Despite the difficulty ATR has encountered in penetrating the U.S. turboprop market, company CEO Filippo Bagnato continues to express optimism that the Franco-Italian partnership will experience a resurgence in what perhaps represents its final frontier of a sort. Now controlling some 60 percent of the market for 50- to 90-seat airplanes based on unit sales backlogs, the last Western maker of 50-seat-category turboprops sees itself as a potential lifeline for small U.S. cities and communities that can no longer support the services of regional jets of any size.
“More than 500 fifty-seat jets have been or will be grounded in the U.S. in the next few years, underlining the fact that they are becoming more and more inefficient for airlines operating at the regional level,” said Bagnato. “The operational reality has changed, with increasing fuel prices and new scope clauses, and 50-seat regional jets [have] become [an] unviable solution...Some 20 percent of 50-seat regional jets have been withdrawn from 2005, and we consider this is just a beginning. The consequences for the U.S. passengers are a poorer network and service.”
Apart from larger prop-driven airplanes such as Fokker 50s, Saab 2000s and de Havilland Dash 8-300s, few of which still operate in the U.S., ATR counts more than 1,000 thirty-seat turboprops in service that will need replacing in the next few years. So although it has sold relatively few ATR 42-600s compared with the 68-seat ATR 72-600, ATR believes the need for replacement airplanes in the U.S. will drive demand for its 48-seat model and justify its production into the foreseeable future. Out of a projected 20-year market for 3,300 turboprops, 50-seaters will account for 10 percent, says ATR, meaning it expects enough demand to sell at least 15 ATR 42-600s a year.
“From September 2005 to September 2012, some 200 city pairs under 300 nautical miles have stopped being served; this is a decrease of some 26 percent of service,” said Bagnato. “More than 50 percent of these 200 city pairs were operated with 30- to 50-seat aircraft, and we understand there is a huge potential there for the ATR 42.”
Now building 80 airplanes a year, ATR by far produces more ATR 72s than it does ATR 42s, and the company expects 70-seaters to account for half of the entire turboprop market over the next 20 years. Ninety-seat turboprops, to which ATR and Bombardier both remain officially uncommitted, will account for the remaining 40 percent, it reckons.

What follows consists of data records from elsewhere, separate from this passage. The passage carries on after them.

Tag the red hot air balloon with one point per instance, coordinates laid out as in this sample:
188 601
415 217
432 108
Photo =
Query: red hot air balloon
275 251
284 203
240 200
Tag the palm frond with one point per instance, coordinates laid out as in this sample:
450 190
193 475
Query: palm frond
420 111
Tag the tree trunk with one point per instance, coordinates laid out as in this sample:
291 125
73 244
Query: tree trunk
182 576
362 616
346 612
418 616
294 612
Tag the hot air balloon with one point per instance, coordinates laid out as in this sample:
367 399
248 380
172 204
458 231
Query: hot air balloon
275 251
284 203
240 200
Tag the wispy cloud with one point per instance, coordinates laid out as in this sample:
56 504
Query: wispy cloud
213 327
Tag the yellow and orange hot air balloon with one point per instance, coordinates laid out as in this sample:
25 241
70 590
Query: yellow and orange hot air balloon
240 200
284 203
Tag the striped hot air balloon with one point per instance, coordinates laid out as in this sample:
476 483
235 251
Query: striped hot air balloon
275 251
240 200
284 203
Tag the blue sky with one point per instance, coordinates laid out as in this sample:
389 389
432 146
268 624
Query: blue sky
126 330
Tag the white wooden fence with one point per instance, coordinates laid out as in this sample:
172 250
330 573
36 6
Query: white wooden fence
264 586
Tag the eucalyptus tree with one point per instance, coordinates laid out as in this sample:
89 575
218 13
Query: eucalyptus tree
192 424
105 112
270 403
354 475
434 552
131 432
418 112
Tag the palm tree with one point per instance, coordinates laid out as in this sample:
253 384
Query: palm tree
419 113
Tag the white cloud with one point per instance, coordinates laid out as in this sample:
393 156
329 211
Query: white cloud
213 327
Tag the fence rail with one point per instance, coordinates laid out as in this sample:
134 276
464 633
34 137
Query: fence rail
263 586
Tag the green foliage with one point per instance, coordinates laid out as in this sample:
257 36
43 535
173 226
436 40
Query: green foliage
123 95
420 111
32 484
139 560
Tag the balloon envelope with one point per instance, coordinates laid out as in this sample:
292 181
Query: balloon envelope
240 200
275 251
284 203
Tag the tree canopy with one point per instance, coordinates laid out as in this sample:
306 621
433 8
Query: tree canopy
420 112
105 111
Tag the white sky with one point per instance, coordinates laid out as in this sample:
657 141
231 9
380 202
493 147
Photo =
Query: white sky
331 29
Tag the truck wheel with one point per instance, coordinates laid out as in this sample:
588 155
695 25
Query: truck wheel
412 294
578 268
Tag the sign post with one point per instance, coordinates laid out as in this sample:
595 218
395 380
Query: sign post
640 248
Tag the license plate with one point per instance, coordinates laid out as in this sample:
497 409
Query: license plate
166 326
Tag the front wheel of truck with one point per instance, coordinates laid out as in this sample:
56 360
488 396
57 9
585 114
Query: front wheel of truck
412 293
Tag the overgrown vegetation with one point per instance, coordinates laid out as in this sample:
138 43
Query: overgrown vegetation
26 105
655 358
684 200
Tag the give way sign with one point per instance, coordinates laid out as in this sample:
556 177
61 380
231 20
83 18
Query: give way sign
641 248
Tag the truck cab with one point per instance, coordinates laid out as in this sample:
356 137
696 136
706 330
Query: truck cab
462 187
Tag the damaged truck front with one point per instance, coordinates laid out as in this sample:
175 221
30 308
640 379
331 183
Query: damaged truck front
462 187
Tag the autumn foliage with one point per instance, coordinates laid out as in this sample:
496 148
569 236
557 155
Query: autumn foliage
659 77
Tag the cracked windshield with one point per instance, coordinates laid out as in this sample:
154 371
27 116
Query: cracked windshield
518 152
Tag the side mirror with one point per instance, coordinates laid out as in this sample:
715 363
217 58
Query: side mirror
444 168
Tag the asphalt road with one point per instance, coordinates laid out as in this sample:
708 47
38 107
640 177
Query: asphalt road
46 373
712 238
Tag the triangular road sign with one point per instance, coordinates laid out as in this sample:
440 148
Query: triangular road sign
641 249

Of course, if a 90-seat turboprop were available today, U.S. regional airlines could not operate them due to the scope clauses written into the pilot contracts of their major airline counterparts. Bagnato said he expects further loosening of scope clause restrictions will eventually change that scenario for both manufacturers, but for now, one of his biggest challenges centers on placing ATR 72s in North America.
“ATR aircraft [are] the perfect aircraft for U.S. regional routes, some of which might be saved from extinction,” insisted Bagnato.
Until now, North American airlines have opted for the larger and faster Bombardier Q400, but Bagnato sounds convinced that more campaigns will tip in ATR’s favor as North American airlines come to appreciate the value of the improvements in the 600 Series–namely, a forward passenger door capable of accommodating jet bridges, a new interior, more powerful Pratt & Whitney PW127M engines and a new Thales avionics suite.
“U.S. regional airlines have not experienced yet the newest generation ATR -600s, but we are seeing all over the world the outstanding success and popularity of these aircraft,” said Bagnato. “We are convinced that once U.S. carriers have the chance to experience it, they will adopt it.”